Consistent with the Company's commitment to returning cash to shareholders, and recognising 2023 as the final full year of reset of Sukari, the Board proposes a 2023 final dividend, for the year ended 31 December 2023 of 2.0 US cents per share (circa.US$23 million), bringing the proposed total dividend for 2023 to 4 US cents per share (circa.US$46 million):
...
As announced on 9 January 2017, the update to the Company's dividend policy sets a minimum payout level relative to cash flow while considering the financial condition of, and outlook for, the Company. When determining the amount to be paid, the Board will take into consideration the underlying profitability of the Company and significant known or expected funding commitments. Specifically, the Board will aim to approve an annual dividend of at least 30% of the Company's net cash flow after sustaining capital costs and following the payment of profit share due to the government of Egypt."
No mention there of a change in policy. Of course they could change their mind in future.
PS off to golf now so anyone who is on the 08:30 call- would be grateful for any views.
Hi Sotolo,
This is also key, completion of fiscal drain item-
"This year capex at Sukari will be US$215m, plus US$91m of sustaining deferred stripping reclassified from operating costs. This includes the final phase of contracted waste-stripping programme which is expected to be completed during the middle of the year. Other investments include the grid power connection project, fleet expansion and underground expansion which will combine to support long-term production rates of around 500,000 ounces per year and improved margins."
Yes Steve miner divis are very cyclical but this normally means higher yield to reward for this. Theshare price is partly related to future divi expectations.
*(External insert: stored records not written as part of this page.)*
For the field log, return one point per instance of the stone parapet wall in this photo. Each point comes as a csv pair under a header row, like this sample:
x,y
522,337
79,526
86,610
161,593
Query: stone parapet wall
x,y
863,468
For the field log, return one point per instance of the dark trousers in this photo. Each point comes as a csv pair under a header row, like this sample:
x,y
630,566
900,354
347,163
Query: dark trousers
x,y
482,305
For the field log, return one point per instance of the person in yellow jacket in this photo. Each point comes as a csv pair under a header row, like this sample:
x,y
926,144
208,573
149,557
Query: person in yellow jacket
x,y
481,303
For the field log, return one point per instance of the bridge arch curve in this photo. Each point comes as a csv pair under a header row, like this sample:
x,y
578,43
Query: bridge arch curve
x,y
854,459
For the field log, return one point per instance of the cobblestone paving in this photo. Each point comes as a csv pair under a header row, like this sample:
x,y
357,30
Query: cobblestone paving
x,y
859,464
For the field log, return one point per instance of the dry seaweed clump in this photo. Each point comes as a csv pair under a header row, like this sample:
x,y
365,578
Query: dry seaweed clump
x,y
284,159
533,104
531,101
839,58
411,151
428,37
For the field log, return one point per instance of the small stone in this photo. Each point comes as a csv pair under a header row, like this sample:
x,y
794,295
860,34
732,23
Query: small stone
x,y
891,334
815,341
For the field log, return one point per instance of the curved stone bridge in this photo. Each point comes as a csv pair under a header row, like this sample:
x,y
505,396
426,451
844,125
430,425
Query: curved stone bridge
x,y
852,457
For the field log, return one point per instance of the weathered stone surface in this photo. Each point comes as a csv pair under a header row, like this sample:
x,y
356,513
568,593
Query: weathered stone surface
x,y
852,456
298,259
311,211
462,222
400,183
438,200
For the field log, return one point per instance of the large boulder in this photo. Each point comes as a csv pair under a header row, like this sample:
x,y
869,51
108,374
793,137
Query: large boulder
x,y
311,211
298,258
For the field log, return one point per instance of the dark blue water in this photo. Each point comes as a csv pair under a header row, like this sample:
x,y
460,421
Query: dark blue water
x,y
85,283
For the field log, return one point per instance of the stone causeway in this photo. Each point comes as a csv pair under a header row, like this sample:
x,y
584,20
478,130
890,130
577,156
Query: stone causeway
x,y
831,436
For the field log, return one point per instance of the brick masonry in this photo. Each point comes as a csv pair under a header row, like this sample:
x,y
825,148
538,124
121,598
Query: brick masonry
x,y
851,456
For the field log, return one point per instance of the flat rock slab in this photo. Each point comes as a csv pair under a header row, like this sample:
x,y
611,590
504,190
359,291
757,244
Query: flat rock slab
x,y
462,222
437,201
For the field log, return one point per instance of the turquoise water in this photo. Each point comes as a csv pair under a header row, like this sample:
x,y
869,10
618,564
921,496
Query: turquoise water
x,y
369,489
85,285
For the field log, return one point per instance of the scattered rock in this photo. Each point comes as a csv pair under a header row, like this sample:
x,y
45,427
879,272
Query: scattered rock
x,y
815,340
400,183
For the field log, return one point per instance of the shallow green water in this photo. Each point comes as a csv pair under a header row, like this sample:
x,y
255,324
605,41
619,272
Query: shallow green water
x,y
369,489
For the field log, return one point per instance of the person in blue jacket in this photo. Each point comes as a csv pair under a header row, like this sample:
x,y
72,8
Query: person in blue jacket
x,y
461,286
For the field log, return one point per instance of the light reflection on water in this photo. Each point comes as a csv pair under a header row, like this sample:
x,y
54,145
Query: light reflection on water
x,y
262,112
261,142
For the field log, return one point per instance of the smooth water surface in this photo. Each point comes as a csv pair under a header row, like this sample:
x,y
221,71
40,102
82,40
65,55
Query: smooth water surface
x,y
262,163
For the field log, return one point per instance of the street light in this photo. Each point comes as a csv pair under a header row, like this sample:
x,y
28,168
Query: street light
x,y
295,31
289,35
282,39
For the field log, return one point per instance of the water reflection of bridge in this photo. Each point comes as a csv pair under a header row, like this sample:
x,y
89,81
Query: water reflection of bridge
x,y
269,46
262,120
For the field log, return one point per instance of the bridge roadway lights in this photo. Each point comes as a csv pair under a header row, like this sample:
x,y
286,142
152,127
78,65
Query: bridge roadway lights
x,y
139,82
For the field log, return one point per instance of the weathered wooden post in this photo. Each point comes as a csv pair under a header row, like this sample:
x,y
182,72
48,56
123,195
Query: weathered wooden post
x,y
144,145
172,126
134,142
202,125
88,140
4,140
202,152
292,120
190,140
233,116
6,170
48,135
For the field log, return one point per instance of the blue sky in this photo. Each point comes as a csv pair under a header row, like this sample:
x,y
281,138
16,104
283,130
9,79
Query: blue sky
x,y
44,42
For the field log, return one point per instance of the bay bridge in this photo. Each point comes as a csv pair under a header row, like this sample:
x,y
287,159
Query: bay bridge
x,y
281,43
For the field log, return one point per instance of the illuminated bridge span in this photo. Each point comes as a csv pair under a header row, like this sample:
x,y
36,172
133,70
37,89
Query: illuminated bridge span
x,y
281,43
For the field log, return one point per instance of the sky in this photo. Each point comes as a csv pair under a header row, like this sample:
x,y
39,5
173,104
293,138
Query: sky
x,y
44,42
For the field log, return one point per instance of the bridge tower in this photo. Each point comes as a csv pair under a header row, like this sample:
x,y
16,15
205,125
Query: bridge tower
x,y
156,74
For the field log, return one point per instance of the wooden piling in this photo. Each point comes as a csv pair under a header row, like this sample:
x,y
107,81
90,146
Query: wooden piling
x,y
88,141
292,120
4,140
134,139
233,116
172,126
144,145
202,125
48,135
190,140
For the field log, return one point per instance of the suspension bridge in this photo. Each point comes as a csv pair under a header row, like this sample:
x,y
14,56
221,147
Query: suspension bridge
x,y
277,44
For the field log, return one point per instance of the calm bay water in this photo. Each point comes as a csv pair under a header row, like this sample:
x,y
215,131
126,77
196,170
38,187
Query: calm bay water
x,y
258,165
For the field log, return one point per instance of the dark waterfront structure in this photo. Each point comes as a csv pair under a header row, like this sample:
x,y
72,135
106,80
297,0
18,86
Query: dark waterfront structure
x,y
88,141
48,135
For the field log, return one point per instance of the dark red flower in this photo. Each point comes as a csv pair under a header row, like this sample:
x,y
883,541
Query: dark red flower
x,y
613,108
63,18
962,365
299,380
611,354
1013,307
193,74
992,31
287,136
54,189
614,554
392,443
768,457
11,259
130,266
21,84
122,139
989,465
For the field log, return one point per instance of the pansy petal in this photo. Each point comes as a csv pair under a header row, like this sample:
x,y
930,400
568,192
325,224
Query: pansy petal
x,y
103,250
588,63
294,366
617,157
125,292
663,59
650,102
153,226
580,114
I agree investing for future is necessary so we get a lower payout, but that will be reflected in the share price.. Cey paid out too much, now too little, a norm would be more like 50% between where we were and where we are, and with mine sorted out would hope we can recover to this. Combined with rising gold prices and ounces and lower costs that could double our price
Steve thoroughly agree no major surprises other than more positive than I thought it would be so steady as she goes, and sounds like the foundations are set and "consistent 500 thousand ounces at Sukari" is a positive. When I bought in there were no dividends so any dividends are a bonus.
I appreciate this Sotolo, but it would have been HIGHLY irresponsible to keep the divi high over the recent years based on the figures.
If you think the SP is low now it would have way lower has had they kept the divi higher- simply unsustainable -
For example you go getting a debt facility capability and at the same time dish out high divis when the cash pot was in the decline.
Would have been viewed by the market as bonkers.
Anyone relying on a miner as a safe bet for divis needs to take a serious look themselves- very high risk.